Valizleri açıp onlara hediyelerini verdim.
Topçu, ablama kolye, imzalı forma ve doktor olduğundan dolayı önlüğü için özel tasarım bir broşür hediye etmişti. Abime de hem kendi imzalı formasını hemde başka bir dünya yıldızına ait olan ve önemli bir değere sahip forma hediye etmişti. Ayrıca abime de pahalı bir gözlük almıştı.
Her ne kadar bu kadar pahalı şeyler almamasını söylesem de o beni dinlememiş eline geleni almıştı...
Annem ve babama da çok güzel şeyler almıştı fakat onlara daha saatlerini göstermemiştim.
Onlara saati gösterdiğimde babam bir an bayılacak gibi oldu. Annem ise gözlerini ayıramamıştı...
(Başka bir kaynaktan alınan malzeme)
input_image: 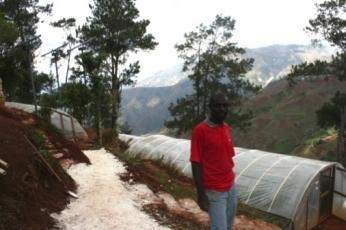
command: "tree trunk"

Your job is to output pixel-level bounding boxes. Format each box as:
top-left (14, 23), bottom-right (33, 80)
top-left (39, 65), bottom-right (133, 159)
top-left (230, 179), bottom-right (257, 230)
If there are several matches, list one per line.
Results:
top-left (54, 60), bottom-right (60, 89)
top-left (65, 44), bottom-right (71, 83)
top-left (336, 107), bottom-right (346, 159)
top-left (111, 56), bottom-right (119, 145)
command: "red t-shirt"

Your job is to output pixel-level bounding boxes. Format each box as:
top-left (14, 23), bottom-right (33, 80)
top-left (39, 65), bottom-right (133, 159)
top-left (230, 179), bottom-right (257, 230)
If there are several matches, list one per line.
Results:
top-left (190, 121), bottom-right (235, 192)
" Bu oğlan mı bize bu saatleri aldı?" Babamın şaşkın konuşması ile herkes güldü.
" Evet."
Annem ve babamda heyecanla saatlerini taktıklarında herkesin çocuk gibi mutlu olduğunu gördüm. Hepsi Topçuya teşekkür etmek için arayacaklarını söyledi.
Hepimiz oturup çay içmeye başladığımızda İtalya'dan dönerken Brandonun dükkanından aldığımız tatlıları da yanında yiyorduk.
" Maşallah damağımızda eli bol çocukmuş."
Babam memnuniyetle gülümsedi. "Öyleymiş valla."